La historia de los esteroides orales líquidos o suspensiones
Los principios activos en forma de suspensión oral siempre se han utilizado en los laboratorios y con fines de investigación farmacéutica. Los primeros medicamentos o productos que se lanzaron al mercado en esta forma fueron, aunque parezca increíble, los fármacos para la disfunción eréctil: cuando Pfizer patentó el producto, todas las demás empresas farmacéuticas querían subirse a este carro tan rentable, pero la patente de los comprimidos era exclusiva de Pfizer, por lo que otras empresas decidieron comercializar su sildenafilo en otras formas, como gel, láminas para disolver bajo la lengua y, precisamente, Viagra líquido.
En el mundo de los esteroides o de las P.E.D. (sustancias para mejorar el rendimiento), la primera categoría que experimentó una gran comercialización en forma de suspensión oral fueron los S.A.R.M.S., que, como sin duda saben los veteranos que están leyendo esto, al principio se compraban todos en frascos con cuentagotas. Tras los S.A.R.M.S., también los S.E.R.M.S. y los antiestrógenos comenzaron a venderse en suspensión oral. Desde hace algunos años, en Estados Unidos los esteroides orales (incluso los más clásicos) se pueden encontrar en forma de suspensión oral y son cada vez más populares, hasta el punto de haber superado a los antiguos comprimidos: incluso aquí, en esta web, el Anavar líquido es el esteroide oral más vendido, seguido de cerca por el Winstrol líquido, y, a pesar de ello, los nuevos esteroides orales, como el Dianabol líquido o el Anadrol líquido, están ganando cada vez más terreno. También encontramos otras sustancias de tipo secretagogo, como el MK677.

Las ventajas de las suspensiones orales frente a las pastillas.
Partamos de la base de que la diferencia en cuanto a desventajas y ventajas es realmente mínima, pero sin duda hay ventajas a favor de los esteroides orales líquidos en comparación con su equivalente en comprimidos.

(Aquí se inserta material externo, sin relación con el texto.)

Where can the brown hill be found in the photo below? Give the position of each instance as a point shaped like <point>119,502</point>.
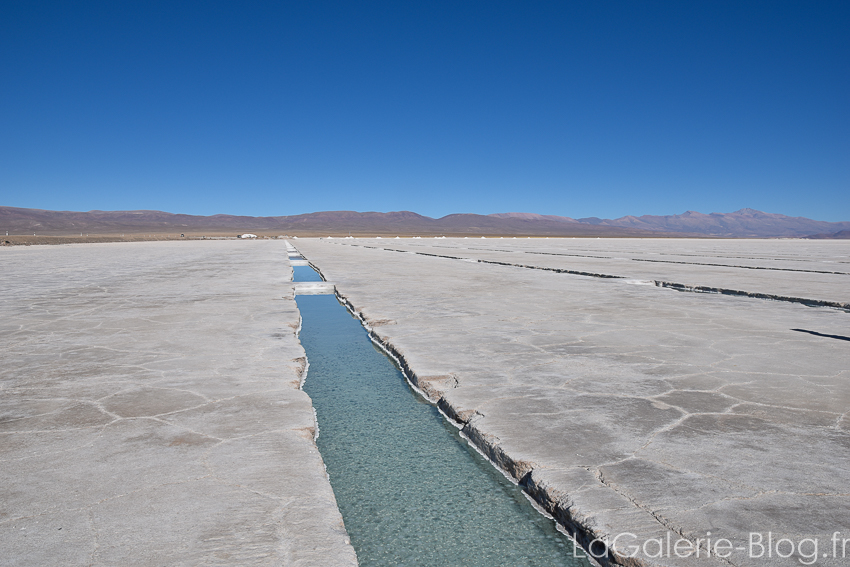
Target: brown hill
<point>742,223</point>
<point>333,223</point>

- PUREZA: no es que el principio activo de los comprimidos no sea puro (depende en gran medida de quién los fabrique), pero, por término medio, un comprimido, en cuanto a su volumen o peso, no contiene ni siquiera el 50 % de principio activo, y el resto son agentes espesantes, rellenos (fillers) y excipientes. Por lo tanto, la pureza de los comprimidos se ve más comprometida en comparación con una suspensión oral, en la que tenemos el producto PURO diluido con agua estéril y solo un 0,3 % de alcohol con fines de conservación.
- ABSORCIÓN: los productos en suspensión ya son, de hecho, líquidos y, por lo tanto, no es necesario que se disuelvan en el estómago; esto facilita su absorción y reduce el riesgo de problemas estomacales que pueden provocar los comprimidos y las cápsulas; por lo tanto, no causan molestias ni siquiera si se toman con el estómago vacío.
- COMODIDAD»: en un frasco de 30 ml suele haber una cantidad de principio activo equivalente a casi dos cajas grandes del producto: es más concentrado y ocupa menos espacio, sobre todo a la hora de viajar. Además, con los comprimidos estás limitado al tamaño y a la dosis del comprimido, mientras que con el cuentagotas se pueden utilizar diversas dosis. A veces, basta con añadir el líquido en suspensión a un batido u otras bebidas y ni siquiera te das cuenta de que lo estás tomando.
- PRECIO: La fabricación de comprimidos requiere maquinaria y una línea de automatización bastante completa; además, los excipientes y los agentes de relleno también tienen su propio coste. Producir una caja de comprimidos tiene un coste mucho mayor que suspender polvo puro en agua; por lo tanto, todas las suspensiones orales y, en particular, los esteroides orales (que, como es sabido, son más caros que los medicamentos normales) resultan más económicos en forma de suspensión.